Computational/Analytic Functionality

the system must have the ability to carry out the computations required by relevant data analysis techniques;

Reporting, Dashboard, Visualization

the system must be able to present the results of the data analysis in a meaningful, usable and responsive fashion.

 
A number of different overarching strategies for data collection can be employed. Each of these different strategies will be more or less appropriate under certain data collection circumstances, and will result in different system functional requirements; this is partly why analysts must take the time to understand their systems before embarking on data analysis (see Data Science Basics for details).

World Wide Web

It has been said that the streets of the Web are paved with data that cannot wait to be collected, but you might be surprised to discover how much of that is “trash”.

The way we share, collect, and publish data has changed over the past few years due to the ubiquity of the World Wide Web. Private businesses, governments, and individual users are posting and sharing all kinds of data and information. At every moment, new channels generate vast amounts of data.

There was a time in the recent past where both scarcity and inaccessibility of data was a problem for researchers and decision-makers. That is emphatically not the case anymore. Data abundance carries its own set of problems, however, in the form of

  • tangled masses of data, and

  • traditional data collection methods and classical data analysis techniques not being up to the task anymore (which is not to say that the results they would give would be incorrect; it’s rather their lack of efficiency that comes into play).

 
The growth and increasing popularity and power of open source software, such as R and Python, for which the source code can be inspected, modified, and enhanced by anyone, makes program-based automated data collection quite appealing.

One note of warning, however: time marches on and packages become obsolete in the blink of an eye. If the analyst is unable (or unwilling) to maintain their extraction/analysis code and to monitor the sites from which the data is extracted, the choice of software will not make much of a difference.

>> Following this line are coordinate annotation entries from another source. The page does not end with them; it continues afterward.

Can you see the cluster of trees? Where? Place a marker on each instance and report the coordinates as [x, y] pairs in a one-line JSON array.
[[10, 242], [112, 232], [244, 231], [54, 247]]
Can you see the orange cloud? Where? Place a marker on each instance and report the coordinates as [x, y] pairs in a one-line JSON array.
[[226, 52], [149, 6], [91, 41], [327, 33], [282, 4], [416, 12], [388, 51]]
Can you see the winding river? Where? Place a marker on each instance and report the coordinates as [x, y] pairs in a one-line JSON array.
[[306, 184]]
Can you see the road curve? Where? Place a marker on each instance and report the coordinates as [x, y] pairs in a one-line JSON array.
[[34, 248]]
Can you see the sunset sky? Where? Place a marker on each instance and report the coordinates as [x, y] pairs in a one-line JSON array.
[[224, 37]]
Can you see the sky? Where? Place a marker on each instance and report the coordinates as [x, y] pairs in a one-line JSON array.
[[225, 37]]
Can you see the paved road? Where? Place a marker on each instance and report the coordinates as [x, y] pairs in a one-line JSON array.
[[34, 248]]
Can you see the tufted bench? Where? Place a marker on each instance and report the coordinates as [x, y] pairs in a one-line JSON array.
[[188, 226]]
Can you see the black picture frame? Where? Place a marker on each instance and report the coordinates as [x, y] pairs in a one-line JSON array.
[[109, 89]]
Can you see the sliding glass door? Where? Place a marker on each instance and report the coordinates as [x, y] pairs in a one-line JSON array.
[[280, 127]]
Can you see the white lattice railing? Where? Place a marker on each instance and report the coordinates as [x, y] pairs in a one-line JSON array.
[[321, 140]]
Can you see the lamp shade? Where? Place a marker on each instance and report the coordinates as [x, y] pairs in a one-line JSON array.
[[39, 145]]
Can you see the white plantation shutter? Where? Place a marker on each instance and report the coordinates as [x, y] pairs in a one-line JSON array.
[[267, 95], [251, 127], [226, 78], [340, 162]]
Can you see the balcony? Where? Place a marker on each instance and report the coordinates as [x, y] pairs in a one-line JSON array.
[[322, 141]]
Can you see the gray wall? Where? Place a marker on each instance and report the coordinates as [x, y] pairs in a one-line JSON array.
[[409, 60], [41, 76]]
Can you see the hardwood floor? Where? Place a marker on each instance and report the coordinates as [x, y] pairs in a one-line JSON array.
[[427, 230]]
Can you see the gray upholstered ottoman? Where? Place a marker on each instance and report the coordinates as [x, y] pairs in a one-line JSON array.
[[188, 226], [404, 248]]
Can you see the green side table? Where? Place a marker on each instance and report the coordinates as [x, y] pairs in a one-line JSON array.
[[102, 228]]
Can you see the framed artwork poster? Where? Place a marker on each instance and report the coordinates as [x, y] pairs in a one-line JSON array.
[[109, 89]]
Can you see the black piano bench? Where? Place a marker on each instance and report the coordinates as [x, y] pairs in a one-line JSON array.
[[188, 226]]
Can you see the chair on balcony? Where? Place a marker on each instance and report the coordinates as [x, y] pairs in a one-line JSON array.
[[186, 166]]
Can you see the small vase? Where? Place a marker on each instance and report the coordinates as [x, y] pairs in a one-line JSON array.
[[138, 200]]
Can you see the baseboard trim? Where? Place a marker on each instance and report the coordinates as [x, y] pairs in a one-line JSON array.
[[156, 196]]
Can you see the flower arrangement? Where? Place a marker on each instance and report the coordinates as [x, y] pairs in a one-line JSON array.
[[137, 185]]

17.1.1 What and Why of Web Scraping

So why bother with automated data collection? Common considerations include:

  • the sparsity of financial resources;

  • the lack of time or desire to collect data manually;

  • the desire to work with up-to-date, high-quality data-rich sources, and

  • the need to document the analytical process from beginning (data collection) to end (publication).

 
Manual collection, on the other hand, tends to be cumbersome and prone to error; non-reproducible processes are also subject to heightened risks of “death by boredom”, whereas program-based solutions are typically more reliable, reproducible, time-efficient, and produce datasets of higher quality (this assumes, of course, that coherently presented data exists in the first place).

Automated Data Checklist

That being said, web scraping is not always recommended. As a starting point, it is possible that no online and freely available source of data meets the analysis’ needs, in which case an approach based on survey sampling is preferable, in all likelihood.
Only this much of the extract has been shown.